Anche i robot votano e portano al successo i partiti nazionalisti
La crisi del liberalismo inclusivo e l'ascesa dei partiti di destra in Europa hanno radici lontane. Nascono negli anni '90, quando trasformazioni strutturali dell'economia producono effetti talmente dirompenti da provocare un riallineamento dei gruppi sociali lungo nuove linee di frattura. Ne scrivono Italo Colantone e Piero Stanig del Dipartimento di scienze sociali e politiche nell'articolo Alle radici del nazionalismo contenuto nel numero di gennaio-marzo 2019 di Economia & Management, la rivista di direzione aziendale di SDA Bocconi. Secondo gli autori, i processi di globalizzazione e di automazione del lavoro hanno giocato un ruolo fondamentale nell'ascesa pressoché costante del consenso dei partiti di destra radicale nell'Europa occidentale. "Questi processi portano guadagni aggregati, ma tendono a sfavorire i lavoratori con competenze e livelli di istruzione medio-bassi", spiega Colantone. "Mentre le diseguaglianze crescono, i perdenti non vengono adeguatamente compensati anche a causa della liberalizzazione dei flussi di capitali che provoca la riduzione delle entrate dello Stato.
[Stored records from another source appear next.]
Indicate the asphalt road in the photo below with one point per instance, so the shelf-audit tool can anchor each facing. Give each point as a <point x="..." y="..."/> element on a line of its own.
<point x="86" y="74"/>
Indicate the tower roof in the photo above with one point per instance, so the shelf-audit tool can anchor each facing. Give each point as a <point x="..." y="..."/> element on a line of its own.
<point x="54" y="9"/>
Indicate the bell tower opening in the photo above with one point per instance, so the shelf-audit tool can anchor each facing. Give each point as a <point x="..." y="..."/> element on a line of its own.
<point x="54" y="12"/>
Queste persone non si sentono più rappresentate dai partiti mainstream e cercano soluzioni alternative. È perciò un fenomeno scatenato principalmente da dinamiche economiche, che si manifestano poi anche in cambiamenti di carattere culturale". Il risultato è il successo di partiti accomunati da quello che gli autori chiamano nazionalismo economico, vale a dire un mix di isolazionismo, inteso come avversione al multilateralismo e alle istituzioni sovranazionali, retorica nazionalista e conservatorismo economico accompagnato da ricette semplici. Il futuro, però, non è scritto.
"Le promesse dei nazionalisti economici si stanno scontrando con la realtà dei fatti, mentre i partiti mainstream potranno ristrutturarsi e rendersi nuovamente credibili affrontando in modo efficace le disuguaglianze generate dai cambiamenti del sistema economico".